Cox earned her bachelor’s degree in human development and family services from California State University, Monterey Bay and her master’s degree in library and information sciences from San Jose State University.

Last year, Cox procured resources for the incarcerated as a Jail and Reentry Services Intern for the San Francisco Public Library. Before that, she was a Program Intern for Girl Scouts of California’s Central Coast.

Cox said working as a librarian during the pandemic required additional empathy and responsibilities to support her community through the uncertainty.

“It’s been hard to see how hard this pandemic has been on everyone else,” Cox said. “A lot of librarianship changed to [require knowledge of] the pandemic because so many people were asking about it. I learned that as a librarian you can still give so much support from your own home, and that’s a good feeling.”

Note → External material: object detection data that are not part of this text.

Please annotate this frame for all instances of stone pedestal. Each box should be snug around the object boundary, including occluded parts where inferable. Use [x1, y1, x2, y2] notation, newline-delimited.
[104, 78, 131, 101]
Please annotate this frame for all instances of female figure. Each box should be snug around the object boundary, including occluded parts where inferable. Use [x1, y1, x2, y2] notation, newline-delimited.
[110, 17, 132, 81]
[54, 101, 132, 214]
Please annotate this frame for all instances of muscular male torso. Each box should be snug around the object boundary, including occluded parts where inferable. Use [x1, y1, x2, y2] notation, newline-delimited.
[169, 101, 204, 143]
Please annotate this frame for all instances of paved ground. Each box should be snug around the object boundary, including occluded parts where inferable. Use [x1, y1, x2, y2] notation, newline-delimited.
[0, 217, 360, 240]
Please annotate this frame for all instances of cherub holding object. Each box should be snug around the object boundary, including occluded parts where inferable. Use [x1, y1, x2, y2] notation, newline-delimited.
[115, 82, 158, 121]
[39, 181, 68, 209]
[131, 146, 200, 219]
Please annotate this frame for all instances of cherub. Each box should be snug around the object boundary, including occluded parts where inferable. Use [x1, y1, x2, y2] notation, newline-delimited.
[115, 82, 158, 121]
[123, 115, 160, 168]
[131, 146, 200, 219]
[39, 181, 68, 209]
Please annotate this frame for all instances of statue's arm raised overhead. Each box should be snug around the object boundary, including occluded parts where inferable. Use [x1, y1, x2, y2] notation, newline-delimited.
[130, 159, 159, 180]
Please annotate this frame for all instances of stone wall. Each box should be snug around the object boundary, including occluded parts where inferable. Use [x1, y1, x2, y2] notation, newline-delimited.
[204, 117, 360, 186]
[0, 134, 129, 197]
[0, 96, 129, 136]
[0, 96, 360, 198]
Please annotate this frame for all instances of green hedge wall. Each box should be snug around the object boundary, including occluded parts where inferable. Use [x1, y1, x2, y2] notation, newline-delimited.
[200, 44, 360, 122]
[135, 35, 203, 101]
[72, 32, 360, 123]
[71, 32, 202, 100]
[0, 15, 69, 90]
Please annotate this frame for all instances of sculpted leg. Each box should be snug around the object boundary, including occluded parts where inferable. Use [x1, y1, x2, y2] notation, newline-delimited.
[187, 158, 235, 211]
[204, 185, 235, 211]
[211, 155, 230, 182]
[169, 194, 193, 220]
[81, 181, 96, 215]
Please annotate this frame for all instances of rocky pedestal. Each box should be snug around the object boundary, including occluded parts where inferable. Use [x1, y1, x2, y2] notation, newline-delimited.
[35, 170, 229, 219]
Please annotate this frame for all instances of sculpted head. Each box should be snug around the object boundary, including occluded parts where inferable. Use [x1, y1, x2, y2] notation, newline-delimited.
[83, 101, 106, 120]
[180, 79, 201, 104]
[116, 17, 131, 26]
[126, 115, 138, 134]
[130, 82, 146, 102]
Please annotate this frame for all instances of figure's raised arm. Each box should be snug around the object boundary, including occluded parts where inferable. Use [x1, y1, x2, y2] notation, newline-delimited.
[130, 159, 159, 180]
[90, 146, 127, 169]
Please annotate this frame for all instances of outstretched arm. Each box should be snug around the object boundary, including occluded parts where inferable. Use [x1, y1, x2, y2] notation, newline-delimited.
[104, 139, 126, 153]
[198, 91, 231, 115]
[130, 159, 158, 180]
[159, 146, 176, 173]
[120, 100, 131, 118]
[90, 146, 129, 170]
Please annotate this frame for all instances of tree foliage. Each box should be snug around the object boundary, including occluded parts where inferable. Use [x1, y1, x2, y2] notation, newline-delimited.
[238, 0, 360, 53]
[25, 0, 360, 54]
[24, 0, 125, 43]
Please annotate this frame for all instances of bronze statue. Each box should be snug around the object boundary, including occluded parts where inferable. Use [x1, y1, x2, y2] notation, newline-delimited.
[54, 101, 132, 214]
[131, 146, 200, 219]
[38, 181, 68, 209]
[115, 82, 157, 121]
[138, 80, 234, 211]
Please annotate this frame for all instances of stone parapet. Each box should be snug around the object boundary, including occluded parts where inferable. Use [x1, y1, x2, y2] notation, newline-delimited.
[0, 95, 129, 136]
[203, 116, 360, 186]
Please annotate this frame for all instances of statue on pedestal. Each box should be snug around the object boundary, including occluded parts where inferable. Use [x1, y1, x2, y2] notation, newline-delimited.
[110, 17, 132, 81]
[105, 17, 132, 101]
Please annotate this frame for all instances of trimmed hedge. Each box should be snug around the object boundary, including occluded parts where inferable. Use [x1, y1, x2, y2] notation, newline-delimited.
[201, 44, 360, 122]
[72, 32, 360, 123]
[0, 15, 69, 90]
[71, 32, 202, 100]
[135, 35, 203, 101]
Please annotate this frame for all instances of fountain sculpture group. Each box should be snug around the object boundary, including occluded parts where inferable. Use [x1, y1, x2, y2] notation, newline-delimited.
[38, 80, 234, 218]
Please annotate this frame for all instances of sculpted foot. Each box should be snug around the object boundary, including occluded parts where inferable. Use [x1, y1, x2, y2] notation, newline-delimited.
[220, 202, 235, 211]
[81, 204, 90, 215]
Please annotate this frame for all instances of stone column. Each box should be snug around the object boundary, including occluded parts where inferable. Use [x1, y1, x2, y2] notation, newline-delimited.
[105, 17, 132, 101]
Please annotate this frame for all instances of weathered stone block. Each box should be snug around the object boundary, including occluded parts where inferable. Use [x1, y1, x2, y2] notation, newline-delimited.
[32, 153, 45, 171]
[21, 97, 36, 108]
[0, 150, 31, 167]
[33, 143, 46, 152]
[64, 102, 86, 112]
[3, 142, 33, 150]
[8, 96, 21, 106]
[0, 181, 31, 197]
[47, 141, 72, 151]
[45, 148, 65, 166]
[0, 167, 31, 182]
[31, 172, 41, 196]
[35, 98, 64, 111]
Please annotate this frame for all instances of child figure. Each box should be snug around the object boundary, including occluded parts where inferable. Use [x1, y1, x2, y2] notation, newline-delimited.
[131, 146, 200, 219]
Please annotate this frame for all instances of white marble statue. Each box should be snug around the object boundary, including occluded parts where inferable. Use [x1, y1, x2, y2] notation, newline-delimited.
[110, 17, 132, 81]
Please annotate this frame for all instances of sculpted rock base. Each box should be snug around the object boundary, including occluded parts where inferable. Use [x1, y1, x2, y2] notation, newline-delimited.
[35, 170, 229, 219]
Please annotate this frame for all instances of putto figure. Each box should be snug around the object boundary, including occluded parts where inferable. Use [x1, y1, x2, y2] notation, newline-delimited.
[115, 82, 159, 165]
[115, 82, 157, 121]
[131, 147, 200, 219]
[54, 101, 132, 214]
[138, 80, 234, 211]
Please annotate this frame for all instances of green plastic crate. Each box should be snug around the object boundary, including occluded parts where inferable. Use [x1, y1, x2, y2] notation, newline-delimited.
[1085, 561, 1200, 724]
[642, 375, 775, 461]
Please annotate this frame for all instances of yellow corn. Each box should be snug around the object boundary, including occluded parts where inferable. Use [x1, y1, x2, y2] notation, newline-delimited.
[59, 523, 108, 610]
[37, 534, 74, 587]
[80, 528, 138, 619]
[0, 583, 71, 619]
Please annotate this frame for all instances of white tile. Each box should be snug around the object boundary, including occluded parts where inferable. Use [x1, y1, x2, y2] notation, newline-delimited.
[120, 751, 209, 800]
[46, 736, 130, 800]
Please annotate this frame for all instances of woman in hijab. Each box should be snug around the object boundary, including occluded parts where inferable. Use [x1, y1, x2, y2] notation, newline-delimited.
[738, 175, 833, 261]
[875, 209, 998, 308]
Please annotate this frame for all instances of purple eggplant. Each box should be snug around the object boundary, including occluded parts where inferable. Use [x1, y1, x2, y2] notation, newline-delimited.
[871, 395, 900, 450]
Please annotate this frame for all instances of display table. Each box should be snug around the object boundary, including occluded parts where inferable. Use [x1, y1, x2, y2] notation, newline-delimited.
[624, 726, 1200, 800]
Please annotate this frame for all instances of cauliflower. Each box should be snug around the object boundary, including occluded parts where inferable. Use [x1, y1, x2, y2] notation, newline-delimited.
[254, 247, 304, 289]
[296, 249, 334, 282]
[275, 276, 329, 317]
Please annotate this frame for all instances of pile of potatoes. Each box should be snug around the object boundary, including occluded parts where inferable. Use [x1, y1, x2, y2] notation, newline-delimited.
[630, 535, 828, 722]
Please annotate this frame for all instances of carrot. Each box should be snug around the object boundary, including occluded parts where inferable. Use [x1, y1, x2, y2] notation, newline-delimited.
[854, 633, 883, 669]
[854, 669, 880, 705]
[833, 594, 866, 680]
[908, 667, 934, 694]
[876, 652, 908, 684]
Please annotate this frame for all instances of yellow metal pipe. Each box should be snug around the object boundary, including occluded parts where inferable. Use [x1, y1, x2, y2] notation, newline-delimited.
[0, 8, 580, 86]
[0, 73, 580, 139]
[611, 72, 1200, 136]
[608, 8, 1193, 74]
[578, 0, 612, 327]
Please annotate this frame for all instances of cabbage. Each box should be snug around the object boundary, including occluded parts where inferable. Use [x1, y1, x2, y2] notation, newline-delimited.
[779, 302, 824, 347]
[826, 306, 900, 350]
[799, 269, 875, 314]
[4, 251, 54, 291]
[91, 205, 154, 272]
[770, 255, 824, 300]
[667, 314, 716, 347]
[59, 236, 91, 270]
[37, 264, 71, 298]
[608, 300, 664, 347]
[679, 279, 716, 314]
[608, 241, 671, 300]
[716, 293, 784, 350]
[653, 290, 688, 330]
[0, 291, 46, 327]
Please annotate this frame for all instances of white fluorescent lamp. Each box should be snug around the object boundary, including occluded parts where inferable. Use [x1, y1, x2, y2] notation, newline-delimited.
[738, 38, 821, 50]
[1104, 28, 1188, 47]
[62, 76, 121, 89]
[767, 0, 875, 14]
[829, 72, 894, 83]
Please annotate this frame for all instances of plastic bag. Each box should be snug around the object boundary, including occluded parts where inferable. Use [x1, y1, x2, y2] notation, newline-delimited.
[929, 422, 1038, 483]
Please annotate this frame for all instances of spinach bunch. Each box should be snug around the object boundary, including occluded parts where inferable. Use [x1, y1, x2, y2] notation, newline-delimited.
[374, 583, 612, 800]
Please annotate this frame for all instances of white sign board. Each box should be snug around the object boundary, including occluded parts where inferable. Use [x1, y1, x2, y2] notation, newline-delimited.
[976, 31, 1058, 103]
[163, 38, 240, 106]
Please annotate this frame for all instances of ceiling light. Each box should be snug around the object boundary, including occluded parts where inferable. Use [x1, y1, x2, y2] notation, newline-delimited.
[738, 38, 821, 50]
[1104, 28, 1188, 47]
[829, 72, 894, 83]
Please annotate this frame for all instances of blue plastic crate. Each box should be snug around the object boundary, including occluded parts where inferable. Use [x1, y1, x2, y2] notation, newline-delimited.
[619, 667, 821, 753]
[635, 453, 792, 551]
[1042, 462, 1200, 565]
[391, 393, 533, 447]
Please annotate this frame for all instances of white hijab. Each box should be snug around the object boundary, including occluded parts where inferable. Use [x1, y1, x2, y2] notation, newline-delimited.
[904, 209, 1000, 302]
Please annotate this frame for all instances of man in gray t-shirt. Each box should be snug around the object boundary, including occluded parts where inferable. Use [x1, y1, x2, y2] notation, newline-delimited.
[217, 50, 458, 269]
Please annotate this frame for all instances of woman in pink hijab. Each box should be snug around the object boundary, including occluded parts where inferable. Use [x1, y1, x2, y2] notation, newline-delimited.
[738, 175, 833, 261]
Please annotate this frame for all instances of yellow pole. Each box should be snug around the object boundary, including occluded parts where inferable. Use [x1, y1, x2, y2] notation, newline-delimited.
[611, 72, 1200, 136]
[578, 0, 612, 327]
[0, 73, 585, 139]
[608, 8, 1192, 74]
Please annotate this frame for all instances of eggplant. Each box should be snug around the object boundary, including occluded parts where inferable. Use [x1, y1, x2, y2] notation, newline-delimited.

Cox said she was drawn to her line of work after observing the lack of books she had access to in her youth.

“I grew up in a town that was very small, and we didn’t have the biggest or most expansive county library,” Cox said. “My high school and middle school didn’t even have a library. I fell into the path of librarianship because I want everyone to have access to information to support them throughout their life. I think that’s really important for identity development, which is one of my biggest passions.”

Cox said she was once told by her library that she was too young to check out a book on gender and sexuality. As a result, they turned her away from the resource.

“That’s something I never want a student or anyone to have to go [through],” Cox said. “Reading is definitely a way to connect to people, and I think that’s really important. As we’ve seen in the last year and a half being so far away from other people, information and reading is a way to bridge that gap, always.”


Harold Pleitez: World Languages

By Paul Kurgan

Printed with permission of Harold Pleitez

Harold Pleitez joined the Upper School Foreign Language Department to teach Spanish III and Honors Spanish II this school year.

Pleitez brings over 25 years of teaching experience to the school community. Most recently, he worked at Brentwood School.

Pleitez grew up in El Salvador during the Salvadoran Civil War. He said his exposure to the violence and upheaval in his neighborhood motivated him to get involved in his community. Pleitez said he discovered his passion for teaching while helping out his local school at an early age.

“When I was in high school, I was able to start teaching elementary school,” Pleitez said. “I had such a great experience with all the teachers and priests at my school that I got involved in teaching.”

Pleitez said he is excited to meet his students and give them a unique classroom experience.

“Students are always trying to learn something new from somebody different,” Pleitez said. “I think students will love to learn about my culture, about who I am as an individual and as a teacher. It’s important for me to help them express and share their experiences with me.”